The PCA analysis also revealed that a weight gain as well as therapy based on two oral hypoglycemic agents (or GLP-1 agonist) were connected with worse glycemic control. Normally, when glucose rises in patients who use only oral agents, insulin should be started, and this was limited by the lockdown. The previously increased HbA1c level during a similar period of the preceding year in the male group was also associated with the rise of HbA1c during the lockdown. This may rather indicate a factor other than the lockdown, for instance, the impact of the seasons should be considered [34], but it generally remains unclear mainly that was found only for male sex. A long duration of the disease and previous problems with good glycemic control preached a lack of good control both before and during the lockdown what is in line with the other study [22]. To the contrary, a mild course of the disease (characterized by older age and short duration of the disease, with always good glycemic control based on one oral agent) was connected with good glycemic control before and during the pandemic as it represents less ill patients.

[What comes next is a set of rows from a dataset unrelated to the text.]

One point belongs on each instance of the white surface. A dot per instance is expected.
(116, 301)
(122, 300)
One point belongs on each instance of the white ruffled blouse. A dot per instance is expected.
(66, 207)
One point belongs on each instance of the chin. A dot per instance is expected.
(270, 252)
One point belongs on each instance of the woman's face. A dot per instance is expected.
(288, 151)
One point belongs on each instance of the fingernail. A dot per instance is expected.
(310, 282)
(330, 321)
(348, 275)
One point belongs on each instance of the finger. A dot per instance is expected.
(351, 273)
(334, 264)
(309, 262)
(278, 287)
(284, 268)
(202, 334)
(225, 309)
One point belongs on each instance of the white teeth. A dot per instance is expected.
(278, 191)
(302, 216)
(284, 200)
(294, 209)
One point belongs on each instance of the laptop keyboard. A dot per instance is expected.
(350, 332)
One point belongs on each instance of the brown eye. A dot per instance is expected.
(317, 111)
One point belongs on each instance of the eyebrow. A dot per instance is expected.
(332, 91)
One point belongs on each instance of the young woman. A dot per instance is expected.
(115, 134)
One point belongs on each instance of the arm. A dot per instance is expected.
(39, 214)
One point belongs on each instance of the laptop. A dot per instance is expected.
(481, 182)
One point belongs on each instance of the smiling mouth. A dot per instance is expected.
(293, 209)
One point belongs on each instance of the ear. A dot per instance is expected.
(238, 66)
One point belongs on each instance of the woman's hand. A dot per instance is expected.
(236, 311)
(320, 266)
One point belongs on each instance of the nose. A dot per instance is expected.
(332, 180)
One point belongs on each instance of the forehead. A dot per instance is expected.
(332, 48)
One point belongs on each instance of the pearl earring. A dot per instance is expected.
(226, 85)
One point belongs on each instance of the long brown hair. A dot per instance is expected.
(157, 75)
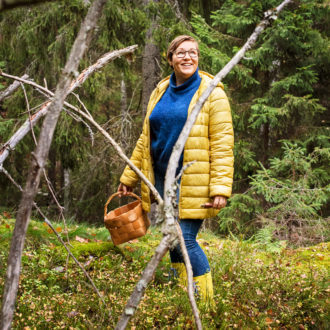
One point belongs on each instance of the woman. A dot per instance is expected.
(205, 185)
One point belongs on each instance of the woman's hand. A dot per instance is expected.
(219, 202)
(124, 190)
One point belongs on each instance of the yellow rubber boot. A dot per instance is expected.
(180, 272)
(204, 288)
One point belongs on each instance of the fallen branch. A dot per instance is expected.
(38, 162)
(170, 232)
(58, 236)
(11, 89)
(178, 148)
(146, 277)
(26, 127)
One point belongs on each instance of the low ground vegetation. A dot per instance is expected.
(255, 287)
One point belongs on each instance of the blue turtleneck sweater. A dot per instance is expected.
(166, 122)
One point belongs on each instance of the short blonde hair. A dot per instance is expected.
(176, 42)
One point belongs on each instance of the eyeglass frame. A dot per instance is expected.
(185, 52)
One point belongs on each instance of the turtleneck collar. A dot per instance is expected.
(190, 83)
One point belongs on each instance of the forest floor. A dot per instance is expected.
(256, 286)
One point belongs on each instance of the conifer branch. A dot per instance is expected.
(10, 4)
(38, 162)
(11, 89)
(178, 148)
(30, 122)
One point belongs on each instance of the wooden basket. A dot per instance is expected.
(126, 222)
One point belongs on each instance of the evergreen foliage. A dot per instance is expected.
(279, 110)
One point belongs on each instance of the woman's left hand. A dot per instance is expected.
(219, 202)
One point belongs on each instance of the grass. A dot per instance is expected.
(254, 288)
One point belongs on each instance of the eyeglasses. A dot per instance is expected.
(181, 53)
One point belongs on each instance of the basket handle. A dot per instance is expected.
(117, 194)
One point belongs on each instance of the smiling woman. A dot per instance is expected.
(205, 185)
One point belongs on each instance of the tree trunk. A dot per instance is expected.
(150, 63)
(38, 162)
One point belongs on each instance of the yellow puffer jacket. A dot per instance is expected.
(210, 145)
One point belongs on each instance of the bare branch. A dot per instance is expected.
(12, 88)
(146, 277)
(38, 162)
(178, 148)
(176, 9)
(57, 235)
(25, 128)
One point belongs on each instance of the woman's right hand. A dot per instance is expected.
(124, 190)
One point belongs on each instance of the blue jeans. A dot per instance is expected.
(198, 259)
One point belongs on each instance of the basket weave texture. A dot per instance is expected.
(126, 222)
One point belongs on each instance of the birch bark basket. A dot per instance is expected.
(38, 162)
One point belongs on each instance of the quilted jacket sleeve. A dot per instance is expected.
(221, 138)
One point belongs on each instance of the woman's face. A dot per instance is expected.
(186, 66)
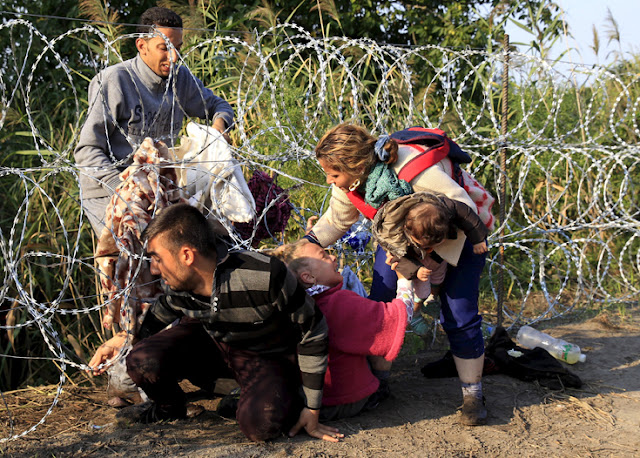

In our opinion, the following issues can constitute the study limitations: information obtained from one center only and some of them based on patients’ declarations (body weight, physical activity, acute disease). It also should be considered that the results represent only the initial months of the pandemic and that even during such a short period the restrictions were gradually lifted. However, the population-representative for the country and data collected by one attending physician which excludes the influence of different views on patients’ treatment should be mentioned as the strengths of the study.

Conclusions

The first months of lockdown due to the COVID-19 pandemic have not revealed worsened glycemic control in patients with type 2 diabetes, but macrovascular complications were found as a variable that put the patients, to be at risk of the harmful impact of the imposed restrictions, even in such a short time. Those results may be useful in identifying patients who deserve closer attention in the case of a lockdown and are mostly interested in help with their glycemic control when behavioral intervention fails.